I am using VarScan to analyze somatic copy number alteration. In the recommended workflow found here:
http://varscan.sourceforge.net/copy-number-calling.html
, I am stuck at the fifth step, i.e. using mergeSegment.pl. It seems that this tool needs to be provided a reference file against the parameter --ref-arm-sizes, but I can find it nowhere. I was wondering if I can obtain this file and some more detailed instructions on using this script.
About this parameter:
--ref-arm-sizes Two column file of reference name and size in bp for calling by chromosome arm
Though it does not say this is a necessary parameter, if I run the script without the parameter, it will display something like this:
YutekiMacBook-Pro:challenge_proj yfu$ perl mergeSegments.pl 1767_chr22.copynumber
Use of uninitialized value $input in <HANDLE> at mergeSegments.pl line 446.
readline() on unopened filehandle at mergeSegments.pl line 446.
Can't use an undefined value as a symbol reference at mergeSegments.pl line 456.
If I specify this parameter, the output is like this:
YutekiMacBook-Pro:challenge_proj yfu$ perl mergeSegments.pl --ref-arm-sizes hs19.len 1767_chr22.copynumber
Use of uninitialized value $arm_name in concatenation (.) or string at mergeSegments.pl line 453, <GEN0> line 1.
Use of uninitialized value $arm_name in concatenation (.) or string at mergeSegments.pl line 453, <GEN0> line 2.
Use of uninitialized value $arm_name in concatenation (.) or string at mergeSegments.pl line 453, <GEN0> line 3.
Use of uninitialized value $arm_name in concatenation (.) or string at mergeSegments.pl line 453, <GEN0> line 4.
Use of uninitialized value $arm_name in concatenation (.) or string at mergeSegments.pl line 453, <GEN0> line 5.
Use of uninitialized value $arm_name in concatenation (.) or string at mergeSegments.pl line 453, <GEN0> line 6.
Use of uninitialized value $arm_name in concatenation (.) or string at mergeSegments.pl line 453, <GEN0> line 7.
Use of uninitialized value $arm_name in concatenation (.) or string at mergeSegments.pl line 453, <GEN0> line 8.
Use of uninitialized value $arm_name in concatenation (.) or string at mergeSegments.pl line 453, <GEN0> line
It seems that I need a reference file that has a specific format.
Although I haven't used this tool, to get best help please post your input command and the error you are getting. This will help give people some idea if it's a local perl module that's not installed on your system, or some other issue. Does the documentation (ie read me file) tell you about this --ref-arm-sizes parameter?
Thanks for your reply.
I have edited the post to make it more specific.
Ok, thanks for the output. What's in your hs19.len? It sounds like that is supposed to be your reference file?
Thank you for your patience. I just gave --ref-arm-sizes an arbitrary reference file (and the format must be wrong), since the authors did not mention what reference file they used (no matter in the paper or the supplemental materials or the source code).
The hs19.len looks like this:
It just contains the length of each chromosome. But judging from the name of the parameter - "" it seems that the reference file should contain the length of each chromosome arm. Unfortunately, I do not have that reference file and I can find it nowhere online. I emailed the author, she said that their team usually answer questions on biostar and that is why I ask the question here.
Your information about that hs19.len file states that it should be 2 columns. Get rid of the 1st column. The question is, what format their script expects the chromosomes in -- try a couple of variations of 1p or chr1p and 1q or chr1q, etc... and use the length of each chromosome arm. That may work.
Where can I get the length of each chromosome arm?
I do this via ucsc genome browser. Select the table browser. Use mammal/human/assembly hg19 (I'm assuming all this time we have been discussing H sapiens data, not some other organism with 46,XY karyotype).
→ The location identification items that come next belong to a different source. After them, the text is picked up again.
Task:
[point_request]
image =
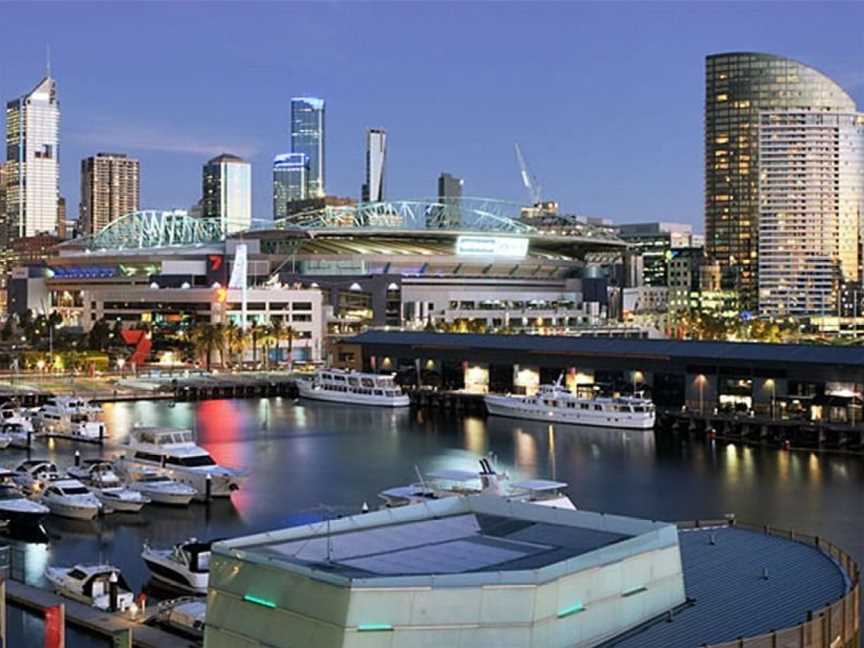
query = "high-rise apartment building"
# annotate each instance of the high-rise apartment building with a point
(32, 153)
(811, 198)
(738, 87)
(450, 195)
(110, 188)
(227, 193)
(376, 158)
(307, 136)
(290, 181)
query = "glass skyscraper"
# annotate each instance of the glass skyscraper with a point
(738, 87)
(307, 136)
(32, 169)
(290, 181)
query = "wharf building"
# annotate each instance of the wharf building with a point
(110, 188)
(485, 571)
(227, 193)
(739, 87)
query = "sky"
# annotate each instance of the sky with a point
(605, 99)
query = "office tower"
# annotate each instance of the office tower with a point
(110, 188)
(32, 174)
(811, 195)
(290, 181)
(376, 158)
(738, 86)
(307, 136)
(449, 195)
(227, 193)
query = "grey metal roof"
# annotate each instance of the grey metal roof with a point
(622, 347)
(732, 599)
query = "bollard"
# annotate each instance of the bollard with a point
(113, 588)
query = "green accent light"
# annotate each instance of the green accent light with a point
(259, 601)
(374, 627)
(573, 609)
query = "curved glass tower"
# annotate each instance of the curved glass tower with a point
(739, 86)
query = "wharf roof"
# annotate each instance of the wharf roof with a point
(621, 348)
(732, 599)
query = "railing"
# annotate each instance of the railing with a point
(837, 625)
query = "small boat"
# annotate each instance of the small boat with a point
(32, 474)
(69, 416)
(557, 404)
(21, 513)
(161, 489)
(186, 615)
(353, 388)
(185, 566)
(174, 452)
(70, 498)
(91, 584)
(456, 483)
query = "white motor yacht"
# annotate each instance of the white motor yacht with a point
(159, 488)
(69, 416)
(21, 513)
(185, 566)
(174, 452)
(185, 615)
(456, 483)
(353, 388)
(71, 499)
(33, 474)
(90, 584)
(557, 404)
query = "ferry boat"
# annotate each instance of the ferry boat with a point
(69, 416)
(174, 452)
(353, 388)
(90, 584)
(185, 566)
(456, 483)
(556, 404)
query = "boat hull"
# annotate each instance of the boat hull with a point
(512, 408)
(308, 391)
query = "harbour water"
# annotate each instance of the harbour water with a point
(304, 459)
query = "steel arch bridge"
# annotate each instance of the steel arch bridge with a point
(457, 214)
(155, 229)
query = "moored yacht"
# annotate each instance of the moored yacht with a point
(456, 483)
(90, 584)
(174, 452)
(185, 566)
(353, 388)
(557, 404)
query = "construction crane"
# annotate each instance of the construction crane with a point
(528, 180)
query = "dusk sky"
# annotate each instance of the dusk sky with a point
(606, 100)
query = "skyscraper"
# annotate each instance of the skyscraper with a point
(32, 152)
(376, 158)
(307, 136)
(110, 188)
(290, 181)
(738, 86)
(811, 197)
(227, 193)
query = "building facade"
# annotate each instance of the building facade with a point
(110, 188)
(32, 166)
(290, 181)
(738, 87)
(227, 193)
(811, 196)
(307, 136)
(376, 157)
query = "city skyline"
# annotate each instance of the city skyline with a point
(579, 148)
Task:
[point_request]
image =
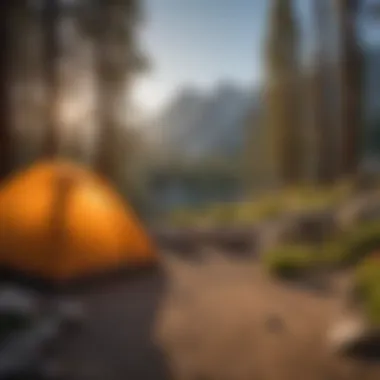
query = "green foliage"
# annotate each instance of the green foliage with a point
(355, 244)
(290, 261)
(367, 281)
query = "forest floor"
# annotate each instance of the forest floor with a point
(227, 319)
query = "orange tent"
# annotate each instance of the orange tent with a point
(95, 231)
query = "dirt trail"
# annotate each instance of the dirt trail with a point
(227, 320)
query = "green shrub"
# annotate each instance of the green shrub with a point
(359, 242)
(290, 261)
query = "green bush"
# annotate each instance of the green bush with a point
(354, 245)
(367, 281)
(290, 261)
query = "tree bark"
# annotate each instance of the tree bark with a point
(5, 100)
(323, 126)
(51, 19)
(352, 86)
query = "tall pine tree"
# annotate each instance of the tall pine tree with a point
(351, 66)
(283, 109)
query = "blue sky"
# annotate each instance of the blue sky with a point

Then for group use "mapping and sequencing tracks" and for track choose "gap". Then choose region as "genome" and then set a filter => enter in "type" as "centromere telomere". For output format you can choose "hyperlinks to genome browser" which does what it says. Or you can ask for "selected fields from primary and related tables". Then hit "get output". All this gives you the location coordinate for each telomere and centromere for each chr. This gives you the length of each chr arm. (There are other ways of doing this...) Good luck!